Create a list of priority orders for authentication profiles that appear on the device. A user performs authentication on a device, starting with the authentication profile with the highest order of priority. Once you save these settings, you can apply them within an Embedded Setting Profile.

  1. Click [Configuration] → [Streamline NX Embedded Settings] → [Authentication Priority List].

  2. Click [Add].

  3. Enter the Priority List Name and its description.

  4. Click the [Authentication Order] tab.

  5. Click (Add) to select an authentication profile, and then click [OK].

  6. Click (Up) or (Down) to change the priority of the authentication profile.

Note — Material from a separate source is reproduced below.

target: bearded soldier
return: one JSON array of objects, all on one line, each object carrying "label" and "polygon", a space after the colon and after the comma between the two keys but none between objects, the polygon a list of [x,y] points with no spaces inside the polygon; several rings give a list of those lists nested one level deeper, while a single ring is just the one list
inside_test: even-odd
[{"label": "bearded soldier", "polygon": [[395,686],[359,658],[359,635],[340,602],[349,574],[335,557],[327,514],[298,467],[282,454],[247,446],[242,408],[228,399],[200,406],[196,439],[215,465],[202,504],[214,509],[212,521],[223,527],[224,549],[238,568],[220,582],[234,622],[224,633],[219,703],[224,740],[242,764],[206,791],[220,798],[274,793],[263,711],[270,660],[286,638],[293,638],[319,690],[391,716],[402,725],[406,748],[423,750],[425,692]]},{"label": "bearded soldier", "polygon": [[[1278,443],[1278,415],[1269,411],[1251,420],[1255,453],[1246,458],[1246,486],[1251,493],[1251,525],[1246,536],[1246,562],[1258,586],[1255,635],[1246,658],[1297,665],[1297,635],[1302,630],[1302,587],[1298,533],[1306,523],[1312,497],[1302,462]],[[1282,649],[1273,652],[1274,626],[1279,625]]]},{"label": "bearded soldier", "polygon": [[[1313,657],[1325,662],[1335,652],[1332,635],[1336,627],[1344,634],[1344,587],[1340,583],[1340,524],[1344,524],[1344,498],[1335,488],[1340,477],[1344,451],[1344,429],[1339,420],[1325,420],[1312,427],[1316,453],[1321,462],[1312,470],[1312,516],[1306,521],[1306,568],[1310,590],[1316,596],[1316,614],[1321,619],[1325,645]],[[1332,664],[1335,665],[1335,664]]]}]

  7. Click (Save) when the settings are complete.

OpenID Connect authentication profiles cannot be specified in the [Authentication Priority List], because the users can select it when OpenID Connect login is performed at the device or RICOH Streamline NX PC Client.

Users with the same username and password

When users who have the same user name and password exist in more than one domain, the user to be authenticated is selected in the following order:

  1. The user who is identifiable by the specified domain *

  2. Local user

  3. The user who is included in the authentication priority list and registered in the Management Console

  4. The user who is included in the authentication priority list but not registered in the Management Console

* Add the domain name to the user name in the format of "@domain" to specify the domain for the user (example: user1@domain1). This format is valid only when the authentication profile that has the specified domain included in the authentication priority list.

For example, if the users who have the same user name and password exist in domain 1, domain 2, and domain 3, and the authentication priority is specified in the order of the user in domain 1, and user in domain 2, and the user in domain 3 is not registered in the authentication priority list, authentication is processed as described below.

  • When any of those users are not registered in the Management Console, authentication is performed according to the authentication priority list, and the user in domain 1 is preferentially authenticated.
  • When both users in domain 1 and domain 2 are registered in the Management Console, authentication is performed according to the authentication priority list, and the user in domain 1 is preferentially authenticated.
  • When only the user in domain 2 is registered in the Management Console, the user in domain 2 is preferentially authenticated because the users registered in the Management Console have priority over the users in the authentication priority list.
  • When the user in domain 1 and local user are registered in the Management Console, the local user is preferentially authenticated.
  • The user in domain 3 who is not registered in the authentication priority list causes a login error even if the user is registered in the Management Console.